February 23, 2023
Edited by Caitlin E. O'Connell; Esther H. Lim
In Minerva Surgical, Inc. v. Hologic, Inc., No. 2021-2246 (Fed. Cir. Feb. 15, 2023), the Federal Circuit affirmed the District of Delaware’s grant of summary judgment that the asserted claims of U.S. Patent No. 9,186,208 (“the ’208 patent”) are anticipated under the public use bar of 35 U.S.C. § 102(b).
The ’208 patent is directed to surgical devices for endometrial ablation to stop or reduce abnormal uterine bleeding. After Minerva sued Hologic for infringement, Hologic moved for summary judgment of invalidity under the public use bar. Hologic argued that more than one year before the ’208 patent’s priority date, Minerva brought 15 fully functional prototypes to an industry event to showcase the device and that the device disclosed every limitation of the asserted claims. The district court granted Hologic’s motion finding that the display and demonstration of the prototypes at the trade show constituted public use, that the prototypes embodied the asserted claims, and that the prototypes showed the invention was ready for patenting.
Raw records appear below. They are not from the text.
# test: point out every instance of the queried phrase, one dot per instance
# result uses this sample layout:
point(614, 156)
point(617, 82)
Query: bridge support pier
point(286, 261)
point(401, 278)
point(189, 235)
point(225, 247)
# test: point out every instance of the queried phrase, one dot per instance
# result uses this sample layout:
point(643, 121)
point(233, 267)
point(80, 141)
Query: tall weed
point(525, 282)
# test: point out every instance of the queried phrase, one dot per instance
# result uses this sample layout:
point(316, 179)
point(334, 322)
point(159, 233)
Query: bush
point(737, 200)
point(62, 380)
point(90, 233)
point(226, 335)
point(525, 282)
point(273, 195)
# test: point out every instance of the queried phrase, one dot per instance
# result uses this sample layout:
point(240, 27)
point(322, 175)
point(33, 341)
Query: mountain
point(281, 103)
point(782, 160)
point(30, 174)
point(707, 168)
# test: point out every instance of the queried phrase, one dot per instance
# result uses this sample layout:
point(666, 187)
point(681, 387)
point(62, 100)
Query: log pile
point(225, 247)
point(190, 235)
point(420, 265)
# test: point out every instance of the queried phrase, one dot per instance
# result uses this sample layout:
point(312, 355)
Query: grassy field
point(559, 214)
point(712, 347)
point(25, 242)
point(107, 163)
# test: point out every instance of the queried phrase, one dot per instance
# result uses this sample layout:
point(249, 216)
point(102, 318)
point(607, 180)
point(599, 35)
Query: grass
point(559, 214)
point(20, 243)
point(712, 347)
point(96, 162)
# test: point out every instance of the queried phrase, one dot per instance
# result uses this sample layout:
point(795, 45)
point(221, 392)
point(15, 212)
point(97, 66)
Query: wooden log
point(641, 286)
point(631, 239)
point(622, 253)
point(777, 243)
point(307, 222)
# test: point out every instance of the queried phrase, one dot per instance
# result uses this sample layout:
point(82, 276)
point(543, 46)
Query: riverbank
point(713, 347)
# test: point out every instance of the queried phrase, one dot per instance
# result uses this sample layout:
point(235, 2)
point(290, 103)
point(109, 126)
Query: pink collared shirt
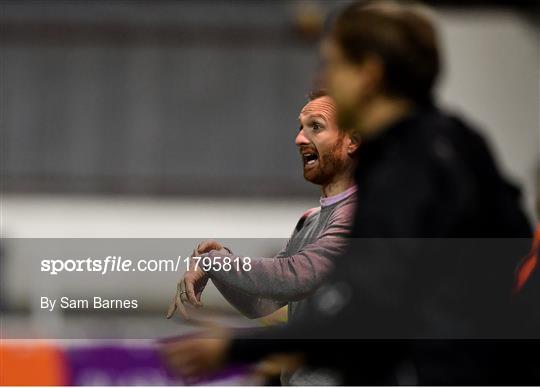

The Federal Circuit affirmed, rejecting each of Minerva’s arguments. First, the Court found that Minerva’s disclosure of the prototypes at the trade show went “well beyond” “mere display.” Minerva provided a demonstration, which allowed the sophisticated members of the audience, who were under no confidentiality obligation, to determine how the prototypes worked. Second, based on testimony from the inventor and feedback from event participants, the Court found that the prototypes practiced each element of the asserted claims. And lastly, subsequent “fine tuning” cannot support a finding that the device was not ready for patenting where Minerva had reduced the invention to practice by creating working prototypes that embodied the claims.